The decade-long running litigation between the record labels and video-streaming service Vimeo may be slowly grinding to an end. Fresh off the heels of its appeals victory in which the Second Circuit held that the safe harbor provisions of the Digital Millennium Copyright Act of 1998 (the “DMCA”) include sound recordings made before 1972 (so-called Pre-72 recordings), Capitol Records, LLC v. Vimeo, LLC, 826 F.3d 78, 81 (2d Cir. 2016), cert. denied, 137 S. Ct. 1374 (2017), Vimeo can add another notch on its belt.
In addition to copyright infringement claims, which the Second Circuit’s decision mooted by the safe-harbor provisions of the DMCA, the record labels also sued under state unfair competition law. Vimeo moved to dismiss the unfair competition claims as similarly barred by the DMCA because “the phrase “infringement of copyright” confers protection against all state-law claims that seek to vindicate rights abridged by infringement of pre-1972 sound recordings, no matter what the claim is called under state law.” (emphasis in original). The district court held in Vimeo’s favor, finding that “if Vimeo is liable to Plaintiffs for unfair competition on Plaintiffs’

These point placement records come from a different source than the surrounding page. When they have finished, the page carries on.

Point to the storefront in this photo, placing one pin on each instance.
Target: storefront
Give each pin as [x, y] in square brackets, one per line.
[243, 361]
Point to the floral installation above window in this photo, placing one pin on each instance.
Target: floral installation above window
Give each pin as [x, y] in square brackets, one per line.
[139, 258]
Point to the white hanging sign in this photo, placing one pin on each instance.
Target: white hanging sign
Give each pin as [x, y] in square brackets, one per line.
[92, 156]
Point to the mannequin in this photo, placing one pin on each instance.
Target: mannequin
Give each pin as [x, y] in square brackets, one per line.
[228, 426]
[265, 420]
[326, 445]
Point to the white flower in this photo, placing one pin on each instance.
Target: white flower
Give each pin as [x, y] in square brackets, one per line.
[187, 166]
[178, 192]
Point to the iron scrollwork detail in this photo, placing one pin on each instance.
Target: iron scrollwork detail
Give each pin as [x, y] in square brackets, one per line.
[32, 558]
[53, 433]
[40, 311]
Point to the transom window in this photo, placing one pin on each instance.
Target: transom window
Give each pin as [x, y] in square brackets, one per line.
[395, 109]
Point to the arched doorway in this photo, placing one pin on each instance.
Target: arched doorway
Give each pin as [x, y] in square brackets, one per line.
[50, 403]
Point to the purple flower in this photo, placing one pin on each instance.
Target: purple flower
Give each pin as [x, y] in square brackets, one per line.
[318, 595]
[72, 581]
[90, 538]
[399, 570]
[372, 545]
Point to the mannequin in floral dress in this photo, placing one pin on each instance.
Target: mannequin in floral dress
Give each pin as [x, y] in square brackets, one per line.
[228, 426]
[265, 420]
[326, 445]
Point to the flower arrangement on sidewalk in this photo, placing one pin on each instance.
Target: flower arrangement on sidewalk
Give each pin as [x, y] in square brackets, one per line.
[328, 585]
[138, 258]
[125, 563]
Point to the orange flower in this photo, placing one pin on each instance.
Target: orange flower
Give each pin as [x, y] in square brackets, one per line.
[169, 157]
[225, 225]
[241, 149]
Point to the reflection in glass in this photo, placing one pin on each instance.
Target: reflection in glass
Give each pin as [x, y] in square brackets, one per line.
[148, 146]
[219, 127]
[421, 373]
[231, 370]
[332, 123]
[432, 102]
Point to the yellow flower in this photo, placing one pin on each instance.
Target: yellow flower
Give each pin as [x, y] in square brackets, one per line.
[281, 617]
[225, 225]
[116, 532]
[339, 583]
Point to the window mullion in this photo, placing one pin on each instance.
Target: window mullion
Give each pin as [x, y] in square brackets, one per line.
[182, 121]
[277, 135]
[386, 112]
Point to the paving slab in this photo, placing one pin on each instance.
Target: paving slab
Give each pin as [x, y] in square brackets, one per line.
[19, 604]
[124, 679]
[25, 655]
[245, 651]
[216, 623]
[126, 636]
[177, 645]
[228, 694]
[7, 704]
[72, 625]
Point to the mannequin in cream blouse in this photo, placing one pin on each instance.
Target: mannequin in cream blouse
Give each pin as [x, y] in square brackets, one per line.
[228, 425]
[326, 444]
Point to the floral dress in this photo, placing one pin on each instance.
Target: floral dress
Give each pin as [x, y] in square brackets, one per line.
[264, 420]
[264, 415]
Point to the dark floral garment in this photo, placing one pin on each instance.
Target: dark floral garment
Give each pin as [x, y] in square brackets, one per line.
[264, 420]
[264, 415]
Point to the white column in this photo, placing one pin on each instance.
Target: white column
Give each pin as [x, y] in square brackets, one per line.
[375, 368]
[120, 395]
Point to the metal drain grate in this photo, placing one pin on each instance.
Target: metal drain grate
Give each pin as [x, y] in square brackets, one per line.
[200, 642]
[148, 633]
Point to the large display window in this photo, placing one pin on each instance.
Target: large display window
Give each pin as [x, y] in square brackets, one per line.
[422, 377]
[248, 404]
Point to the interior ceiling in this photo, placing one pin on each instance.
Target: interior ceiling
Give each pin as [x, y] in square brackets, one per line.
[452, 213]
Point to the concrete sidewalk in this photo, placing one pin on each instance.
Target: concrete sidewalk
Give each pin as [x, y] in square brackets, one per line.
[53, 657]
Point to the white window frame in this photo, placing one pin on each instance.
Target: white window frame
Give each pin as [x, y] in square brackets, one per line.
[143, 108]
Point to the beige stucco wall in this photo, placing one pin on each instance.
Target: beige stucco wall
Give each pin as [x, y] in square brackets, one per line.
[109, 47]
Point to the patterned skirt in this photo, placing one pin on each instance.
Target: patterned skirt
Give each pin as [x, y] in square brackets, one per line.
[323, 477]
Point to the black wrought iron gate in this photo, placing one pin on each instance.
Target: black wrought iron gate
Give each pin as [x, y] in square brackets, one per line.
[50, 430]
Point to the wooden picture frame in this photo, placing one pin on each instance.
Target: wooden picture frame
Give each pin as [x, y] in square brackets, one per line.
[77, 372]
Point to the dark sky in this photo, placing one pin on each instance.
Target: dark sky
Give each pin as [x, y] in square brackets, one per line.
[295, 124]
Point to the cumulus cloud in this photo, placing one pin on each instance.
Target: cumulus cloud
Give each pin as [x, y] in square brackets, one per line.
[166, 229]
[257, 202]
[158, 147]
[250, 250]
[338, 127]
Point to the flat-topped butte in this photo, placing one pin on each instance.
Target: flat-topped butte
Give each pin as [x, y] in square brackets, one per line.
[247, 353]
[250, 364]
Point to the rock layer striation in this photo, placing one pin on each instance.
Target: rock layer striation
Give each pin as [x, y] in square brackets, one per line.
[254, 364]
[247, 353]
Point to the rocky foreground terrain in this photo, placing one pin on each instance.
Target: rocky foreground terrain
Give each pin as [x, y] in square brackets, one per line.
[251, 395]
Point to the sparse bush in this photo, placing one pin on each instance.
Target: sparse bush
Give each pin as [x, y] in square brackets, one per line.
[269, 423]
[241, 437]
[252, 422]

theory, Vimeo will necessarily be liable for the infringement of copyright. The DMCA safe
harbor therefore applies to Plaintiffs’ unfair-competition claims to the extent that Vimeo
otherwise meets the statute’s requirements.”
There are still claims regarding 59 videos that Vimeo had “red flag” knowledge of infringement, so those claims will continue.